Rapper-actress and veteran Hollywood super-producer Queen Latifah said that she often turns to God in prayer before big moments or decision-making to help her do the right thing.
“I pray about things before I do them,” the Grammy-winner said at a Tribeca Film Festival event. “I find that I have to stop and pray often about things because I need to get quiet about something — especially something big, something small, something nagging at me.”
“I just need to kind of get quiet and pray about it for a minute,” Latifah said.
This is not the first time that Queen Latifah, now 49, has opened up about her Christian faith and her prayer life.
After making the hit movie Last Holiday, in which she played Georgia Byrd, a reserved, church-going New Orleans department-store worker, Latifah said that she has always had a sense of God’s care for her, particularly in tough moments, like when her older brother died.
“I really believe that God had his hands on me the whole time, and my family as well, and we’ve come through it and we really probably didn’t think we could,” she told Beliefnet. “I did get some little lessons throughout this thing happening, and I just remember one of the thoughts that was planted in my mind — I think by God — was that ‘don’t let it all go’: Don’t let everything go, because you’re going to make it through this.’

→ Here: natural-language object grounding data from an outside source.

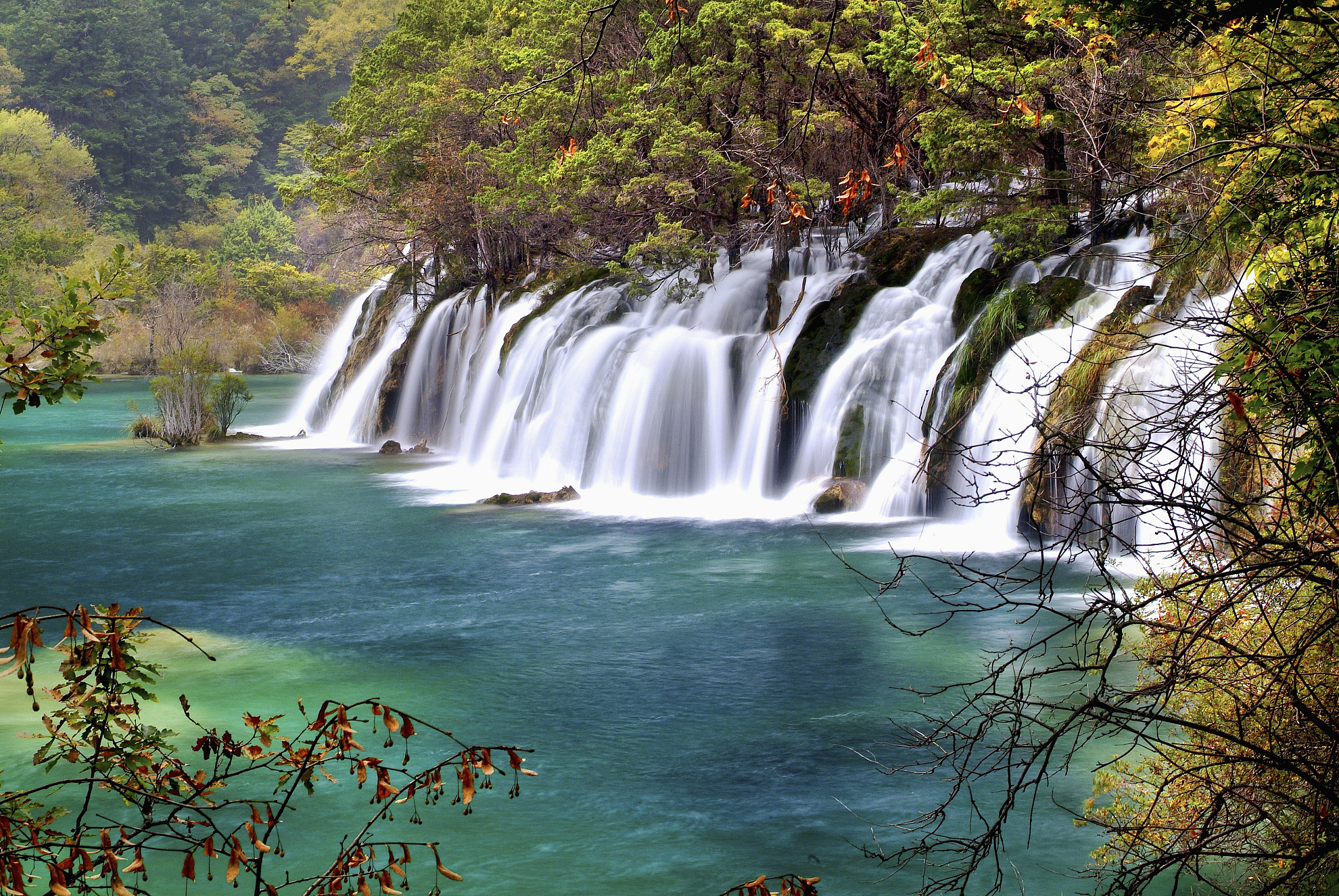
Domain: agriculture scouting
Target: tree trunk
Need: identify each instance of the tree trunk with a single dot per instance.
(1057, 170)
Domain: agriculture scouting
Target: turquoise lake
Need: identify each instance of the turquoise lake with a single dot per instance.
(698, 694)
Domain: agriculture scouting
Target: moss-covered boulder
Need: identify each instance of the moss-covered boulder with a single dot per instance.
(892, 258)
(1006, 318)
(977, 289)
(393, 385)
(565, 285)
(507, 500)
(1073, 410)
(849, 442)
(841, 496)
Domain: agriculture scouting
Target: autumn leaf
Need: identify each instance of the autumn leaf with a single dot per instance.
(442, 870)
(467, 777)
(58, 882)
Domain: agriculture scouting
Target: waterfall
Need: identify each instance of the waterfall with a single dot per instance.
(674, 401)
(670, 401)
(312, 404)
(892, 359)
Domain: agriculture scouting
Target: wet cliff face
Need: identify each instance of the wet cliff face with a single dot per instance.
(1071, 413)
(892, 259)
(1002, 321)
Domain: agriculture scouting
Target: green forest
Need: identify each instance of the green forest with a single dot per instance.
(169, 128)
(221, 177)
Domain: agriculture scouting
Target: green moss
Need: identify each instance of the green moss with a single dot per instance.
(893, 258)
(972, 295)
(389, 396)
(847, 461)
(1073, 406)
(1007, 318)
(568, 284)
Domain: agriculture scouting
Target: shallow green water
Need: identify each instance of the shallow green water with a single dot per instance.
(694, 691)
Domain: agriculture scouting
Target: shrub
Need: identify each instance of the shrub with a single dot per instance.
(183, 396)
(228, 397)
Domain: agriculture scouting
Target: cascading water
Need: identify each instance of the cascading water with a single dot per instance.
(676, 404)
(885, 371)
(616, 396)
(316, 394)
(1001, 431)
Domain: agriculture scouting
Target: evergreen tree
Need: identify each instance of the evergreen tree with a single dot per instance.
(106, 72)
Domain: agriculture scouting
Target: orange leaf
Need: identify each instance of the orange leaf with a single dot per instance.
(467, 777)
(58, 882)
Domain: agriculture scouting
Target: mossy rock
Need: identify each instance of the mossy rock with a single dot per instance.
(389, 394)
(1004, 319)
(896, 255)
(507, 500)
(1071, 412)
(847, 461)
(892, 259)
(977, 289)
(841, 496)
(564, 287)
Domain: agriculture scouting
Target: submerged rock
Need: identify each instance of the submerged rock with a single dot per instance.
(565, 493)
(841, 496)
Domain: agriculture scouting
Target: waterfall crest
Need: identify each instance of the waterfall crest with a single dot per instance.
(662, 405)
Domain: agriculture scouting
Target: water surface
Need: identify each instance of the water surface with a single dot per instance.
(695, 691)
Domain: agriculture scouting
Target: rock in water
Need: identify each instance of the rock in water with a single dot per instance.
(841, 496)
(565, 493)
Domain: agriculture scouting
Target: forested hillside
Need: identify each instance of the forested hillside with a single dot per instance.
(630, 139)
(169, 126)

Born Dana Elaine Owens, Queen Latifah was baptized a Baptist but now just considers herself “a Christian.”
Latifah says her favorite prayer — her “old faithful” — is the Our Father, but more often she speaks to God straight from the heart.
“Most of the time I just talk. I just thank God first for everything. And then we just talk about whatever’s on my mind or whatever I’m thinking about,” she said.
“Sometimes I pray when I really feel like I need God to help me with something, and sometimes we just have conversations. We just kick it. God is my homeboy. Jesus is my homeboy,” she said.
Queen Latifah said she used to tell her mother, “Ma, Jesus is a gangsta.”
“Think about it, when he’s ready to preach, he gathered up a crew,” she said. “Now, 12 dudes walking around sound like a gang to me. But it was just a gang for God, a gang for Jesus, which is all good. Of course he can relate to the poor.”